Genomic sequencing was found to be an effective way to identify and evaluate the risk of pathogenic and likely pathogenic variants detected in pediatric patients with a range of cancer types.

DNA and RNA genomic sequencing was found to be a useful tool for identifying and characterizing genetic drivers of relapsed or refractory (R/R) cases of several pediatric cancers, according to a recent study published in Cancer Discovery.

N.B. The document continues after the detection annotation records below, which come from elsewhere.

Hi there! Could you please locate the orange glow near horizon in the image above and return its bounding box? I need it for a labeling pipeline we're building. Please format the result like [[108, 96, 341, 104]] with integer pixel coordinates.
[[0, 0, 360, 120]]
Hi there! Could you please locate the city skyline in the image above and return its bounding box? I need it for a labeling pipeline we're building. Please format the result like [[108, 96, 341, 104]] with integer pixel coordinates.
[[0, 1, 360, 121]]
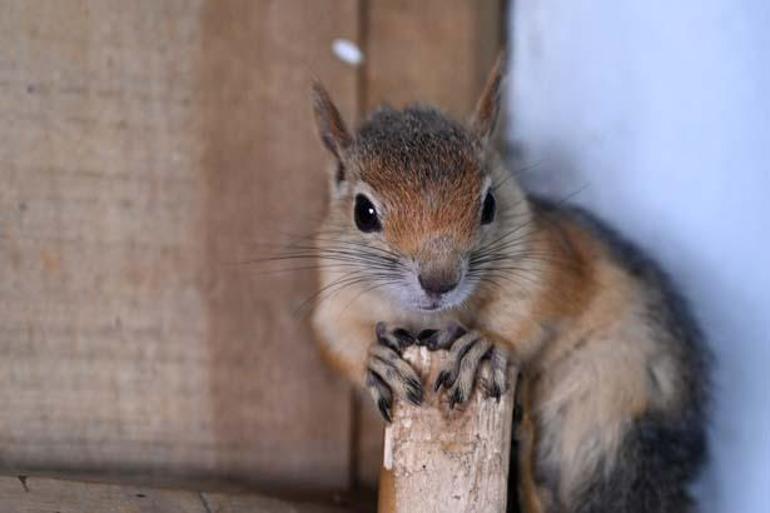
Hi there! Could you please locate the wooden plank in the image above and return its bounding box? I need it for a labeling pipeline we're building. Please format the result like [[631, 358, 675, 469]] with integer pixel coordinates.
[[365, 0, 503, 119], [0, 477, 349, 513], [0, 477, 206, 513], [198, 0, 358, 489], [356, 0, 505, 488], [0, 0, 358, 489]]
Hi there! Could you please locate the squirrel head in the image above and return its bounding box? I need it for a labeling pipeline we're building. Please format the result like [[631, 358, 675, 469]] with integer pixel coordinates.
[[313, 57, 523, 311]]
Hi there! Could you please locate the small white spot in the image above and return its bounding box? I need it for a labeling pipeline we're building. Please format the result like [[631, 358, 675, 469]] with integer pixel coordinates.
[[332, 38, 364, 66]]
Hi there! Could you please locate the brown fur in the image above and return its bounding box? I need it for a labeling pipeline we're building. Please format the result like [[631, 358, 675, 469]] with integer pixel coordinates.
[[314, 57, 703, 513]]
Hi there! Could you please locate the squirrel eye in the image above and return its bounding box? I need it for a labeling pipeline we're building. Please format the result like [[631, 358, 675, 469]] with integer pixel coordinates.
[[481, 191, 495, 224], [353, 194, 382, 233]]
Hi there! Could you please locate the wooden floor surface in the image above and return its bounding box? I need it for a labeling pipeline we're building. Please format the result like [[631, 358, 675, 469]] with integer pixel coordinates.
[[0, 477, 360, 513]]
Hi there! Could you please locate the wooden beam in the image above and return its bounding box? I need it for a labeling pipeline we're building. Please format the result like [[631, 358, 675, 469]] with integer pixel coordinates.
[[0, 477, 351, 513]]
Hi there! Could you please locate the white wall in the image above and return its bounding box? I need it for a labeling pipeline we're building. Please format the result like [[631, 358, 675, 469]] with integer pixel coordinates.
[[509, 0, 770, 513]]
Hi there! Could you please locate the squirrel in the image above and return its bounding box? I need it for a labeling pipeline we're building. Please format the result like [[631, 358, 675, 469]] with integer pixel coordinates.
[[312, 57, 710, 513]]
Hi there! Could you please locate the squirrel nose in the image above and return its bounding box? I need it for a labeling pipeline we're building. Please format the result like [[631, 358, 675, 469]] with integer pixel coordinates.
[[417, 273, 458, 296]]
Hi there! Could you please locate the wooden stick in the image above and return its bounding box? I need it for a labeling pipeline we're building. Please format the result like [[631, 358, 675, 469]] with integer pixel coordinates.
[[378, 347, 515, 513]]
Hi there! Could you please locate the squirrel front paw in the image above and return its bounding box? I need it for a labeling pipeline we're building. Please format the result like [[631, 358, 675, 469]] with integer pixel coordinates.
[[366, 322, 425, 422], [428, 324, 508, 408]]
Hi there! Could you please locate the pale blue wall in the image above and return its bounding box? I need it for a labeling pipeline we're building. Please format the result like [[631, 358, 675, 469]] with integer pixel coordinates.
[[509, 0, 770, 513]]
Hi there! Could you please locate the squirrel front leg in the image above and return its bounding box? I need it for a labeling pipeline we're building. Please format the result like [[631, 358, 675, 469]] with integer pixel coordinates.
[[314, 310, 424, 422], [424, 323, 508, 408]]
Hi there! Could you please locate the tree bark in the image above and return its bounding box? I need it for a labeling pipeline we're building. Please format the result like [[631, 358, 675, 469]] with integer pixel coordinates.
[[379, 347, 515, 513]]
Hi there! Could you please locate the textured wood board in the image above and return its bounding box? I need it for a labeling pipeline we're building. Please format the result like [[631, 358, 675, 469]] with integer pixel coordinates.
[[356, 0, 505, 487], [0, 0, 358, 488], [0, 477, 352, 513]]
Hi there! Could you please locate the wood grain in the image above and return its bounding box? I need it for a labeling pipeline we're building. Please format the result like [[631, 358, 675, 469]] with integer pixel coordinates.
[[0, 0, 358, 489], [378, 347, 515, 513], [0, 477, 349, 513]]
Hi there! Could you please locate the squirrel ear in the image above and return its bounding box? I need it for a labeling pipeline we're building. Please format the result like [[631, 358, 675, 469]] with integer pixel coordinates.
[[311, 79, 353, 160], [471, 51, 506, 142]]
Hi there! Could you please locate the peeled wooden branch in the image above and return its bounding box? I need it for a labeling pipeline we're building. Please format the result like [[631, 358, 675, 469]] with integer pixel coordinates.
[[379, 347, 515, 513]]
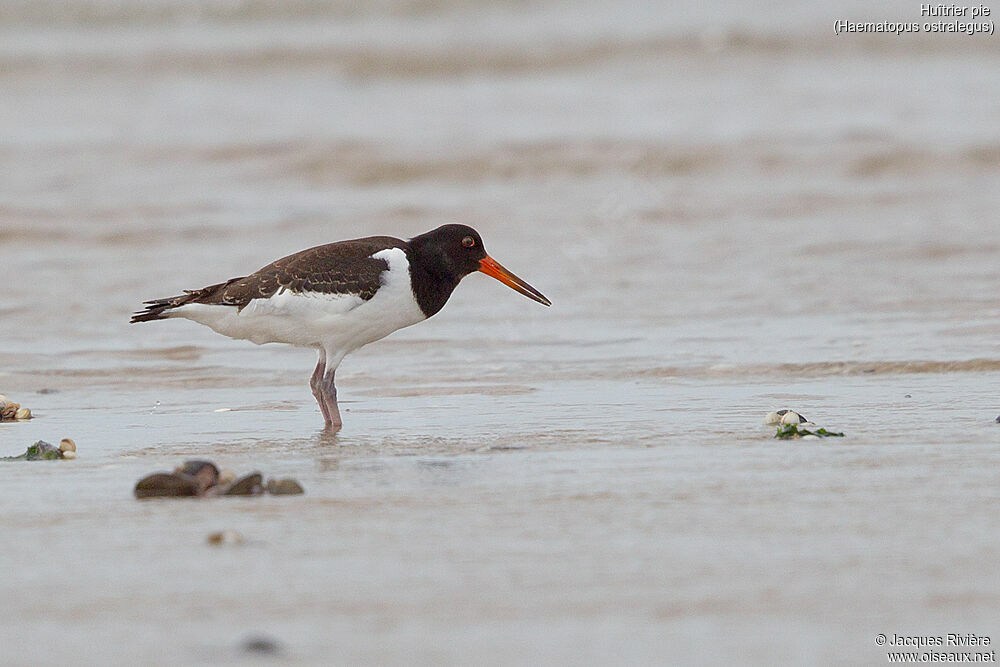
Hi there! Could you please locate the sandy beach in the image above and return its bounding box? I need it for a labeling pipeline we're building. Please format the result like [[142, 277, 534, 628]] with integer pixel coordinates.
[[0, 0, 1000, 665]]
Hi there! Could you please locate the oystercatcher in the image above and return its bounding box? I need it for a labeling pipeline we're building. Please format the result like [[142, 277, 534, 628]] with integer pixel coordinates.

The prospective nontherapeutic study analyzed the general usefulness of next-generation sequencing (NGS) using a 3-platform approach consisting of combined whole genome (WGS), exome, and RNA sequencing of tumor and paired normal tissues, an approach that had previously only been evaluated for specific tumor types or high-risk disease.

“This study demonstrates the power of a 3-platform approach that incorporates WGS to interrogate and interpret the full range of genomic variants across newly diagnosed as well as relapsed/refractory pediatric cancers,” wrote the investigators.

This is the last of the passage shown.